Maybe they had to work together, but, as far as she was concerned, there would never be anything remotely personal between them.
“No. I don’t think so.”
He frowned. “Why not?”
“Because there is absolutely nothing you have to say that I want to hear.” With that, she turned, leaving a gaping Brock standing behind her as she walked away.
CHAPTER TWO
FINISHING her shift, while being stuck in the trauma bay with Brock Madison, was the hardest thing Elana had had to do since moving into her first foster home at the tender age of fifteen.
He’d wanted to talk things through.
Yeah. Right. To make himself feel better, no doubt.
Elana swallowed hard, trying without success to keep from ruminating over Brock Madison. Even when he wasn’t in the immediate area, she’d found herself searching for him. If only so she could find a way to stay as far away from him as possible.
Raine was right: Brock was devastatingly attractive. Too much so. In those brief moments when he’d pinned her with his sizzling blue gaze, she’d nearly forgotten how much she hated him.
Brock had matured over the years. She shouldn’t have been surprised; it wasn’t as if she was the same angry and confused fifteen-year-old, either. But for some reason, her brain had always pictured him as the young, reckless college student who’d been speeding down the highway when Felicity pulled out in front of him.
For years she’d railed against the unfairness of it all. Brock had essentially walked away from the crash with only a couple of minor injuries—a broken collarbone and a few cracked ribs—while Felicity had died at the scene.
Enough. She needed to stop wallowing in the past. She threw herself into her work with a vengeance. Elana thought she’d successfully hidden her feelings towards Brock, but at the end of their shift, Raine cornered her in the staff lounge.
“All right, give. What is up with you and Dr Madison?”

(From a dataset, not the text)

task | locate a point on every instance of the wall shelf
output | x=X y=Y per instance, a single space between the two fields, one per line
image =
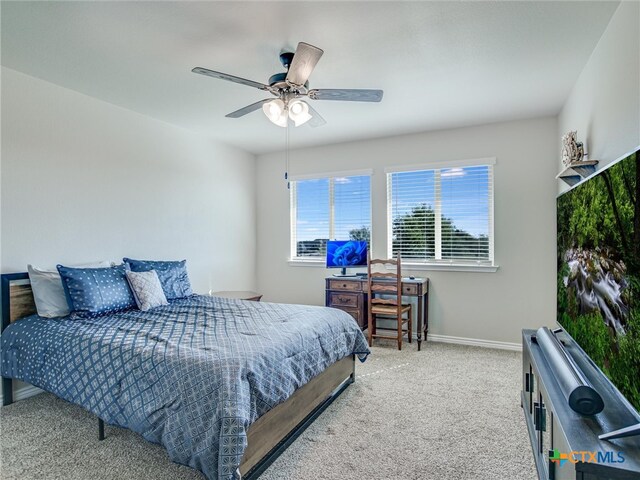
x=577 y=171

Elana raised a brow, trying to keep her expression impassive. “Nothing.”
Raine rolled her eyes. “Yeah, sure, and I’m Princess Stephanie. Come on, Elana. It’s obvious you two know each other. For one thing, he called you by name before anyone had introduced you. And then he followed you to the staff lounge to talk to you in private. Did the two of you have a relationship in the past or what?”
Relationship? Good Lord, nothing could be further from the truth. “No. I barely know the guy.”
“I don’t believe you.” Raine swiped her badge through the time clock, and Elana followed suit. “I’m not blind. There’s a definite tension between you.”